The moment he’d hung up, Daniel felt a sense of trepidation. He hadn’t played in The Crown since Alison’s somewhat optimistic, ‘I don’t want my condition to change your life’ phase. Would he be able to cut it?
It was a good turnout. Charlotte, as promised, had secured a baby-sitter for the night (Daniel had chipped in because, on Saturday, sitters were like rocking horse shit in Blaine and could charge the earth). She stood on her own, leaning against a beer-ledge a few feet from the un-raised corner Daniel had made his stage. Fake smiles played on her face; discomfort at being Charlotte-no-mates for the night. She was beautiful, in her modest but clinging black dress. It looked like those exercise videos were paying off; she’d put on a little weight since the funeral in all the right places. Daniel always thought that having kids had taken its toll on her, but, as it transpired, Charlotte’s ageing had come from an unhappy marriage. Lately she’d turned the clock back a few years.

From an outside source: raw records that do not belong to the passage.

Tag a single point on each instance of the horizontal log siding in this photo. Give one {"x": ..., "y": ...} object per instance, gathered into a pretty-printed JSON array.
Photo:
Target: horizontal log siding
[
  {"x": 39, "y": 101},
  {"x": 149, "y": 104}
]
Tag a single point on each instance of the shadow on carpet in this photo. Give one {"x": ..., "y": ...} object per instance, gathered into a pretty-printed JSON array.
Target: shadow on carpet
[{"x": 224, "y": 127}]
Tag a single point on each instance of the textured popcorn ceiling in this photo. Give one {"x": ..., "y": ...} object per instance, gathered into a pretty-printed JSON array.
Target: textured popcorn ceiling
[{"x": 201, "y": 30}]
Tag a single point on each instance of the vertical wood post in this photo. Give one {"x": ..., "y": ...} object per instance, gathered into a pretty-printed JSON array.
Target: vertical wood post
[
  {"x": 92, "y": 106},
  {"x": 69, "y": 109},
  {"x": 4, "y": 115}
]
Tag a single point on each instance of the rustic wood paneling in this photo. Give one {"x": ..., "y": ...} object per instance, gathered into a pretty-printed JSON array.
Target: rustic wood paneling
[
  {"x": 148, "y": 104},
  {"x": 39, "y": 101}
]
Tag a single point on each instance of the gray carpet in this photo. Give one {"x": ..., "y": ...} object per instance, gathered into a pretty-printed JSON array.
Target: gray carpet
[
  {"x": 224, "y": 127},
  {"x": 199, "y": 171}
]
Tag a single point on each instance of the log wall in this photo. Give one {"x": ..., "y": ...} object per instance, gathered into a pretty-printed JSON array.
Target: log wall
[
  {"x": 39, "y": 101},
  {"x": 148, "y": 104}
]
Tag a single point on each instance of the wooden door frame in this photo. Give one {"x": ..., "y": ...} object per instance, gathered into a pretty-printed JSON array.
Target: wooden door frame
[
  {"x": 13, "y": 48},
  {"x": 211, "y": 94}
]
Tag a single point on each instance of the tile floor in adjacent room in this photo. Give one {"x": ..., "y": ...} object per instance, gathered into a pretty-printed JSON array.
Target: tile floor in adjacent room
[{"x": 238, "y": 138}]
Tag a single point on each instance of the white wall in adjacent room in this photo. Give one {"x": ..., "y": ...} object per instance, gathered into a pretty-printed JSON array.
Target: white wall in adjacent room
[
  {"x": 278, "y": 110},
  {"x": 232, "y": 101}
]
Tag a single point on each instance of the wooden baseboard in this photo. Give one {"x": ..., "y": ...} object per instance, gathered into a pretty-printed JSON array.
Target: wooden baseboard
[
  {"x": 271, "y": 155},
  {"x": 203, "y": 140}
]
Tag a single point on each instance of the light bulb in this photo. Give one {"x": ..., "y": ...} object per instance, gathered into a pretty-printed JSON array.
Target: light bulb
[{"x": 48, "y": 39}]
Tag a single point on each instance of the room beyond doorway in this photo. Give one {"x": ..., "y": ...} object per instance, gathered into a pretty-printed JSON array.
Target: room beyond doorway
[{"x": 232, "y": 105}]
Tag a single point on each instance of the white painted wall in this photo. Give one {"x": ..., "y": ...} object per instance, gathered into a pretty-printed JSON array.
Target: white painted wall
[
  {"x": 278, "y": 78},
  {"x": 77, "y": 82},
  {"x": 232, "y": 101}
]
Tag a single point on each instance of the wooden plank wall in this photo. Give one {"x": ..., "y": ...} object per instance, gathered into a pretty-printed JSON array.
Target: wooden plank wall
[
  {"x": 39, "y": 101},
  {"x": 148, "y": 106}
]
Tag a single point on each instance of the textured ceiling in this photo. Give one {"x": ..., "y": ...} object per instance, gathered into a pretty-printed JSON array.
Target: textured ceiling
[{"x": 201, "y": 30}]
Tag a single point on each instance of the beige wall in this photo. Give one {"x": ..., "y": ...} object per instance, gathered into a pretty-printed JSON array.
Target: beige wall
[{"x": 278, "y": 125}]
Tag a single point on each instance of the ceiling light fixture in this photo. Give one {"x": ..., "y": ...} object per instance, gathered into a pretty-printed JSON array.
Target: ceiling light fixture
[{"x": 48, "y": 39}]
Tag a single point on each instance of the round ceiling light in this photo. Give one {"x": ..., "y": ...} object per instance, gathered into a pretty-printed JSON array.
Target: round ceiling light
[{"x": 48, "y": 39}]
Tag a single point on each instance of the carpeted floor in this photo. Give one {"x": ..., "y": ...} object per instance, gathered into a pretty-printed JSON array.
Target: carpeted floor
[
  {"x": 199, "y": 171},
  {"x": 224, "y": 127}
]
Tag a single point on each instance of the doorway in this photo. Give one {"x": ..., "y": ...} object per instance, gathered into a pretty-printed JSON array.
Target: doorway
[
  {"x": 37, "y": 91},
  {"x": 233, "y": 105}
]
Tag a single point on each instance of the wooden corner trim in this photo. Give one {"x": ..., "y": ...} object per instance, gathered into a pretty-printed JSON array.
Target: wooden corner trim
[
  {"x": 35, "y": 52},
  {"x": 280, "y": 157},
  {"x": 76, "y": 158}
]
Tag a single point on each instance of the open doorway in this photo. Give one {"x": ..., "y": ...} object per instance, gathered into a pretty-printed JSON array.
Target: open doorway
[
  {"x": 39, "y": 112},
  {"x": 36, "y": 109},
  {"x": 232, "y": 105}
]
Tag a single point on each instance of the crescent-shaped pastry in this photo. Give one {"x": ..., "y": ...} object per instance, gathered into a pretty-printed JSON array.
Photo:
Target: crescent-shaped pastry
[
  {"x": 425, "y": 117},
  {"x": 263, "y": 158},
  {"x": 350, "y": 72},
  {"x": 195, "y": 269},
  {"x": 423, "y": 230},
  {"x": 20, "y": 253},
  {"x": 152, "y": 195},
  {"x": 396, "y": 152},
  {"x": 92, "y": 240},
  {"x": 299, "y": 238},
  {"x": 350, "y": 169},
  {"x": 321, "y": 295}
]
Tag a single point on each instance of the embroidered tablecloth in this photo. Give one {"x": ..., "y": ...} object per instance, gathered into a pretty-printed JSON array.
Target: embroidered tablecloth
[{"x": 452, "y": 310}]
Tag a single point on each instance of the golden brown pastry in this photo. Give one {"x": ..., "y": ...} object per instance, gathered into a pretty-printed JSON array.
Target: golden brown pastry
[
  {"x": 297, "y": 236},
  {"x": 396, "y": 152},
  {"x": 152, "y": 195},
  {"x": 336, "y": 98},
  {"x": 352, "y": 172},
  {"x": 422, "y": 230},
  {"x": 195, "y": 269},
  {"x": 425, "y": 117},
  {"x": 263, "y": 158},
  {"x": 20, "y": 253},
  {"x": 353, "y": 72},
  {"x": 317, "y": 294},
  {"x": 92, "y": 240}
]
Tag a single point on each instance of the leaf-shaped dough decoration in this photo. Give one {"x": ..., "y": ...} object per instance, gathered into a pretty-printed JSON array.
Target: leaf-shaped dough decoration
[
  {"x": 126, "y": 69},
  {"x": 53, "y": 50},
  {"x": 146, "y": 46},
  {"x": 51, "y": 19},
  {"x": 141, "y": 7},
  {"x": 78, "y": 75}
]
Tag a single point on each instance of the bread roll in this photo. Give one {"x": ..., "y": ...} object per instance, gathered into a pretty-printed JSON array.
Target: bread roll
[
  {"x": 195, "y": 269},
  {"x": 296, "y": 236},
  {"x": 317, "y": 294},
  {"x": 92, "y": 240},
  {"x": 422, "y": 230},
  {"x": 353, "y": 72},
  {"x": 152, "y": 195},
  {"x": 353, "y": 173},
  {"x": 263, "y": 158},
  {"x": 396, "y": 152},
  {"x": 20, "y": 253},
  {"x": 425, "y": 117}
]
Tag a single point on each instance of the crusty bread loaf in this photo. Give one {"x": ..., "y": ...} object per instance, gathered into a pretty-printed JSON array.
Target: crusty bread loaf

The gig was in the bar. The ‘lounge’ was safely tucked away on the other side of the pub and mostly frequented by those in their eighties who couldn’t abide the bar’s blaring music. The bar was split in two. The half furthest from Daniel had tables, chairs and multiple old, curved-screen TVs, their tops a few inches below the wallpapered ceiling. Sky’s coverage of cage fighting was tastelessly playing on them all. There was something about the silent pictures and lack of commentary, which amplified the violence. The clusters of drinkers, sitting beneath the screens, appeared to pay this brutality no mind as they multitasked: checking their phones whilst somehow engaging in conversation.